Continuous Integration, Delivery & Deployment and Infrastructure-as-Code can go a long way in helping to understand the technical tools and practises in use. In many cases, the developer doesn't even need to know how these activities work under the hood. They just need to press the button to use them. And should they need to look under the hood, then that automated process provides a living, breathing documentation of the actual process.
I've certainly taken advantage of such systems on client sites to quickly grasp the technical setup of some fairly complex systems.
The Automated Testing helps us to understand the software in the business context - the domain - by utilising the various types of Automated Testing - we don't just understand the software at the micro level, we can understand it at the macro level.
We gain an understanding of the micro, the building blocks, through things like unit testing. Unit testing helps us to test the smallest components within our system. Think about it as testing just a seatbelt within a car assembly.
We then gain an understanding at the next level by seeing how those building blocks interact with each other through things like integration testing. Now this might be where we would be testing our seatbelt when attached to the seat structure.
And then we gain an understanding at the macro level by seeing how the resulting systems provide business benefits through things like acceptance testing and Behaviour Driven Development (BDD). For our seat belt, we would see that when it's attached to the entire car and used in crash testing - we're seeing the benefits that the customer will get in the event of a crash.
You may be asking, why are we not just using documentation? Couldn't we achieve the same knowledge sharing through documentation?
Well, yes, but I don't believe it to be as effective or to produce the same return.
By automating, we are effectively getting double benefit. Not only are we gaining a level of documentation, we are gaining all of the benefits that come with automation - something that I discussed in depth in episode 122: The State of DevOps 2021 - What it says about documentation.

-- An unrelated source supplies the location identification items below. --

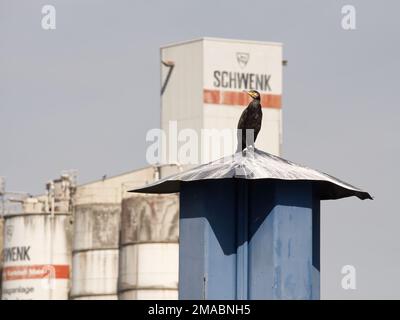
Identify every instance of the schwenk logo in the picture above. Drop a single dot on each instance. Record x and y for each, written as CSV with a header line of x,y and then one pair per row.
x,y
242,58
9,232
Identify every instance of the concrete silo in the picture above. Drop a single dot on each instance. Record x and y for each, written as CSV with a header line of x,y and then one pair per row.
x,y
149,250
203,82
37,246
97,219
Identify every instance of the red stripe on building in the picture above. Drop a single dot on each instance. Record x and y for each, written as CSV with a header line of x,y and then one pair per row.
x,y
240,98
36,272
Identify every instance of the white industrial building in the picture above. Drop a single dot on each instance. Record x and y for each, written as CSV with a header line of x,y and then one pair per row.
x,y
95,240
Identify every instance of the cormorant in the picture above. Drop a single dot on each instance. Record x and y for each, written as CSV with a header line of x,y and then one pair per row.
x,y
249,120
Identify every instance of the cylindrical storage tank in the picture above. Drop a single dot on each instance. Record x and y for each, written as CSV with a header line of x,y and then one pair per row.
x,y
95,251
36,256
149,249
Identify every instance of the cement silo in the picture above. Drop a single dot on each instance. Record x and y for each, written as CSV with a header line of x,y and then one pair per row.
x,y
203,81
97,214
37,248
149,250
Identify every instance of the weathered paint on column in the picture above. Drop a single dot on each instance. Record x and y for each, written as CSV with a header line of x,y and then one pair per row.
x,y
243,239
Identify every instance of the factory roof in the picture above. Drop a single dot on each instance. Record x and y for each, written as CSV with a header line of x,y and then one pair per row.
x,y
258,165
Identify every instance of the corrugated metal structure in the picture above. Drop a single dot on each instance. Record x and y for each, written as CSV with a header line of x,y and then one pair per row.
x,y
149,247
205,91
250,227
37,246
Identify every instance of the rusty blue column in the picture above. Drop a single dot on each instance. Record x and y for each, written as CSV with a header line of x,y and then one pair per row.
x,y
244,239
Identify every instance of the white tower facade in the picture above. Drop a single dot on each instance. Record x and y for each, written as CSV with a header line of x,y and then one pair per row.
x,y
203,82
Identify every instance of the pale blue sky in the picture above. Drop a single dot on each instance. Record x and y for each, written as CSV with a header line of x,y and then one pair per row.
x,y
84,95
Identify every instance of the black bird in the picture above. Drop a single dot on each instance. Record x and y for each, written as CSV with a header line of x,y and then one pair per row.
x,y
249,120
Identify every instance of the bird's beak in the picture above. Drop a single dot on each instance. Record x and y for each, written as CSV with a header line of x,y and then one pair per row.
x,y
249,93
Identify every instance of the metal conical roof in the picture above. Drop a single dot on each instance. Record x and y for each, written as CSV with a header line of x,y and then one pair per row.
x,y
258,165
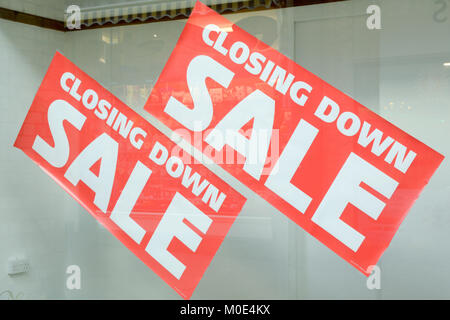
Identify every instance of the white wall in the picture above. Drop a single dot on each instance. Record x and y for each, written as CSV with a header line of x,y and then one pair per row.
x,y
33,209
265,254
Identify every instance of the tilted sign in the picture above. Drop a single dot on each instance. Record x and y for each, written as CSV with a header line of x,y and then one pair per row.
x,y
334,167
170,214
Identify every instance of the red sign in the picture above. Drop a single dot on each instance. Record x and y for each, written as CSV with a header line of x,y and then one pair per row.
x,y
170,214
337,169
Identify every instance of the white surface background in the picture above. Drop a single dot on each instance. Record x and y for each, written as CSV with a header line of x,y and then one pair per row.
x,y
398,72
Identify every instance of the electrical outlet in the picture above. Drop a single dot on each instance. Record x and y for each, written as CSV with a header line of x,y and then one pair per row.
x,y
18,265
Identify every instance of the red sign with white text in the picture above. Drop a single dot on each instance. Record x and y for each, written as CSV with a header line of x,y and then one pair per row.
x,y
337,169
171,215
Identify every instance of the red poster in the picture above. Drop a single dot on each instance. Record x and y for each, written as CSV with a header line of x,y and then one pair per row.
x,y
171,214
337,169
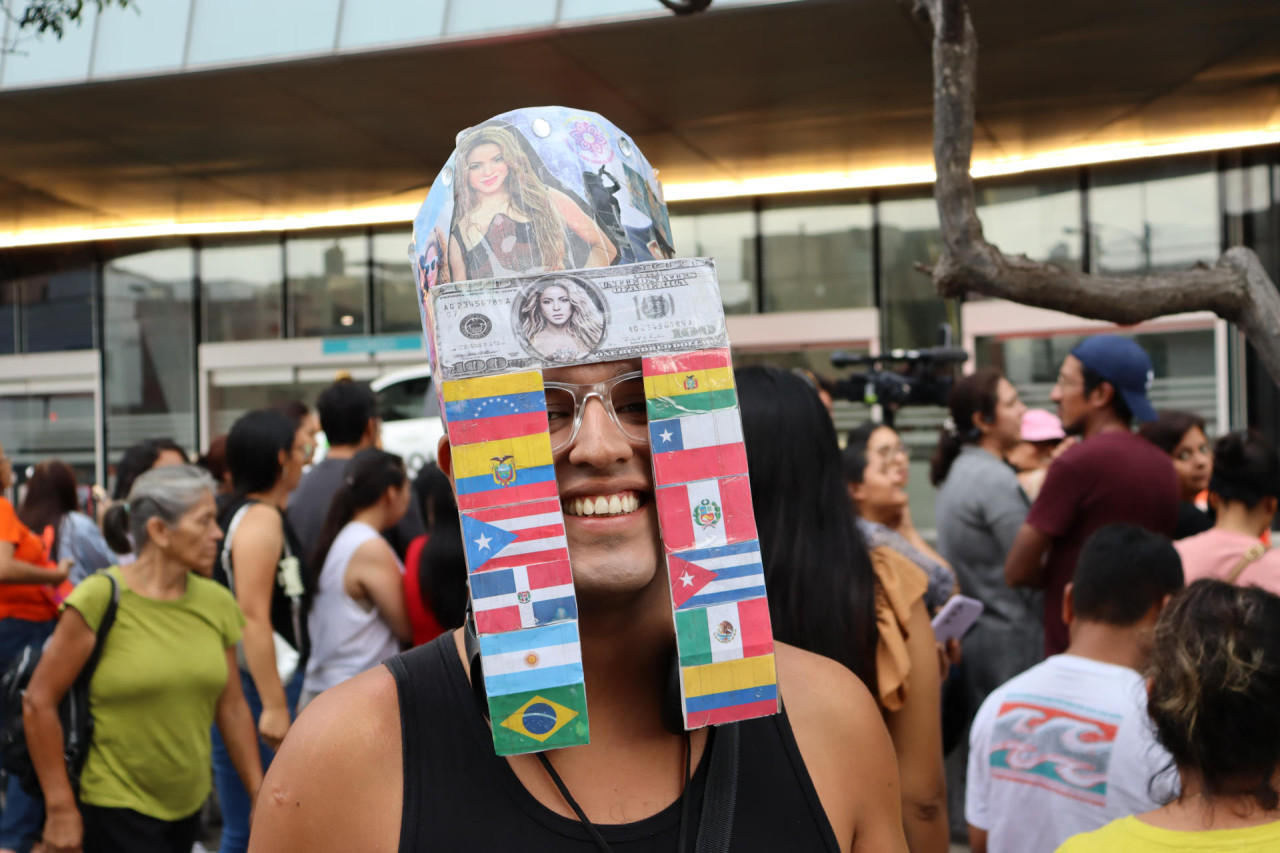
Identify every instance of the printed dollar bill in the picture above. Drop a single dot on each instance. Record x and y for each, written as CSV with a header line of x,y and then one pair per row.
x,y
575,316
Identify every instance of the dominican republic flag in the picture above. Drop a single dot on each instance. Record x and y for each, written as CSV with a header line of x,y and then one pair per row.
x,y
723,632
513,536
504,471
705,512
716,575
694,382
698,447
531,660
730,690
494,407
508,600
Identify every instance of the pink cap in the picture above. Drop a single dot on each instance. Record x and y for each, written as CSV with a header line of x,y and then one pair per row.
x,y
1040,425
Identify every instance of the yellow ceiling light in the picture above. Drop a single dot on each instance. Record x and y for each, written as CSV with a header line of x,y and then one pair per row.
x,y
675,192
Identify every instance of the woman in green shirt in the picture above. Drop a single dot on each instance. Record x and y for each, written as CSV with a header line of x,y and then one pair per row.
x,y
160,683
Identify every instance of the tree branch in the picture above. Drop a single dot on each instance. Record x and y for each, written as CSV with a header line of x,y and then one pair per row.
x,y
1235,288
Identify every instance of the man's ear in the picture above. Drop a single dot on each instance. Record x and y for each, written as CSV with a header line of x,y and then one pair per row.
x,y
444,459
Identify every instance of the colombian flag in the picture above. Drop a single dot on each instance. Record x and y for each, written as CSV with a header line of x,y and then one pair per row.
x,y
698,447
504,471
494,407
705,514
723,632
536,720
731,690
694,382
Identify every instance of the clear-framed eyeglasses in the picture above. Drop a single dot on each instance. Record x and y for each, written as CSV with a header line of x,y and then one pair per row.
x,y
621,396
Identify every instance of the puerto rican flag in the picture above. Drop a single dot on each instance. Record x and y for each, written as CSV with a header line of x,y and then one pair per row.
x,y
705,514
716,575
513,536
698,447
508,600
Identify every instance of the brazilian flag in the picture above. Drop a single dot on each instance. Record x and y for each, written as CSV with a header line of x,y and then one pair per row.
x,y
538,720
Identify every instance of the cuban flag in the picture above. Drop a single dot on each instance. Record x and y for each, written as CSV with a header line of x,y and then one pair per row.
x,y
698,447
716,575
531,660
513,536
705,514
510,600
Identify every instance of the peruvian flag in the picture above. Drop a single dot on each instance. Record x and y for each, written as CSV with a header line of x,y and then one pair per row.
x,y
705,512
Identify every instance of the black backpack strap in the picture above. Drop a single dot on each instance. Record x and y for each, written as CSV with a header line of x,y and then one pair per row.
x,y
720,797
103,628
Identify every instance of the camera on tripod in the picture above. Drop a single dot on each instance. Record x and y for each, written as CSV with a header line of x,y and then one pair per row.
x,y
919,377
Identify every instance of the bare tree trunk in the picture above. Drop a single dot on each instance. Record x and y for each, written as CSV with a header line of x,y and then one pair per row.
x,y
1237,287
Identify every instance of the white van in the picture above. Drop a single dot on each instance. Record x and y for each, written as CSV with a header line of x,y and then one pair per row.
x,y
411,415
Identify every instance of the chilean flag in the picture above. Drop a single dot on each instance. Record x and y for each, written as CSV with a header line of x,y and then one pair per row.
x,y
705,512
513,536
698,447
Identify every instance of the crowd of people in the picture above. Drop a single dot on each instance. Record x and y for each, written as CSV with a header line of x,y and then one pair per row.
x,y
1116,693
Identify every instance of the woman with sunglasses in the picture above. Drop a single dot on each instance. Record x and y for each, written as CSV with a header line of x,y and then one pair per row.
x,y
876,468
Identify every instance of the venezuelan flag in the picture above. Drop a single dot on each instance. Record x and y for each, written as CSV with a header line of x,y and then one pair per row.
x,y
730,690
494,407
694,382
503,473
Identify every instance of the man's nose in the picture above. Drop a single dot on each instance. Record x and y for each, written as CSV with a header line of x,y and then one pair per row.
x,y
598,443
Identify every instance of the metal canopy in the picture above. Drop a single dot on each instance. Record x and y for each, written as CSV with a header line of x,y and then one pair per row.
x,y
799,87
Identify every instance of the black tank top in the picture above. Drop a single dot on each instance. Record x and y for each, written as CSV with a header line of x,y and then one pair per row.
x,y
460,796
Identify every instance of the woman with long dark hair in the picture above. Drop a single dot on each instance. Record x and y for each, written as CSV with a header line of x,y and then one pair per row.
x,y
359,616
827,594
979,510
164,679
1212,692
1182,436
435,576
264,564
1244,492
53,505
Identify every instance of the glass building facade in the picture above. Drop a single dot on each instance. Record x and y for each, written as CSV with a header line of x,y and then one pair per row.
x,y
149,305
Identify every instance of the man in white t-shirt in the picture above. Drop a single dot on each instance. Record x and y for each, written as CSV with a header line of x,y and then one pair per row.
x,y
1068,747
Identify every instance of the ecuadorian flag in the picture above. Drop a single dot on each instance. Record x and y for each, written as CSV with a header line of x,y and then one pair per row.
x,y
730,690
504,471
494,407
694,382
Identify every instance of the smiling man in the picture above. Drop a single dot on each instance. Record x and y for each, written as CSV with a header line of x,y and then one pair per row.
x,y
403,757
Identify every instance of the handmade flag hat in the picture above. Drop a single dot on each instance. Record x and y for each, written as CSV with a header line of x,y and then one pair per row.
x,y
543,242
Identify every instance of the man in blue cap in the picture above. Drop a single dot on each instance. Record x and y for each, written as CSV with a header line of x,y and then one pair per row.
x,y
1112,477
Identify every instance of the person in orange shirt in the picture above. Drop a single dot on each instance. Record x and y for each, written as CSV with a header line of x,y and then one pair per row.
x,y
28,611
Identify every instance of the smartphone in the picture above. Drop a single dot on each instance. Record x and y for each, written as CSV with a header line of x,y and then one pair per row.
x,y
956,617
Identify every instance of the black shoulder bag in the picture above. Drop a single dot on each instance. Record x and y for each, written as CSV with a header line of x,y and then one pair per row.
x,y
73,710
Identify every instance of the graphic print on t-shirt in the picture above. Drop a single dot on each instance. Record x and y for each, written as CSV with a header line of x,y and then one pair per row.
x,y
1065,749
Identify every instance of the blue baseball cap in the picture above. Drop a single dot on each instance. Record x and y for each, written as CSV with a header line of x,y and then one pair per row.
x,y
1125,365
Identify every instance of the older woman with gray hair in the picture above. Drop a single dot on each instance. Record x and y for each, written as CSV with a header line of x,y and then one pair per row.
x,y
163,679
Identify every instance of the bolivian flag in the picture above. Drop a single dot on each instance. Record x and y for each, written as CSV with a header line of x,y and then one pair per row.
x,y
694,382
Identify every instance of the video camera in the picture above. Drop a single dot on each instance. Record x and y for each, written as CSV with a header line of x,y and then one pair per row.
x,y
923,379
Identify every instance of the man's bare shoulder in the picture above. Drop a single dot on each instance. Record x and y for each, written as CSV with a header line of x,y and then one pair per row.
x,y
337,783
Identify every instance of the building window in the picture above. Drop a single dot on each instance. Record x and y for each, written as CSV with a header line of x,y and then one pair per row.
x,y
241,291
149,354
328,283
1153,217
394,284
817,256
58,310
730,238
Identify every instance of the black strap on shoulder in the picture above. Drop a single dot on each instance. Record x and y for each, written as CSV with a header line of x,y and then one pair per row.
x,y
103,628
720,797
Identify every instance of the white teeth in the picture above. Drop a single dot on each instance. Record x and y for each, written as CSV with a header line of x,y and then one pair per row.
x,y
602,505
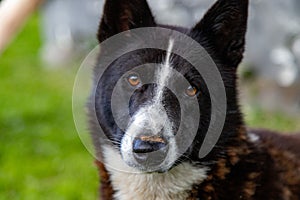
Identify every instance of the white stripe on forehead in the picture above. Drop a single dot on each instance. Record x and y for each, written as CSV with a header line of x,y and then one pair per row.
x,y
164,72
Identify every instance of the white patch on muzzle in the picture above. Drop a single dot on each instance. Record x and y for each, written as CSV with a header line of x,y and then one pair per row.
x,y
152,118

I also find that when we document through automation, it is up to date and relevant. A Word document on a server can quickly become stale and out-of-date. While automation needs to be kept relevant - otherwise it stops working.
In this episode, I've talked about the Knowledge Sharing side-effect of automation.
Onboarding new software developers can be one of our most expensive and time consuming activities. We want to be getting those developers productive as quickly as possible, and automation helps in two ways.
Firstly, it reduces the amount needed to learn - if automated, it's a button press away rather than having to learn an archaic sequence of actions.
Secondly, it provides a level of living, breathing documentation to both the technical implementation and the domain knowledge of how it is used within the organisation.
Again, similar to the Security and the Auditability side-effects, I do think the Knowledge Sharing side-effect is often overlooked. I think it provides a great justification for increased automation throughout your organisation.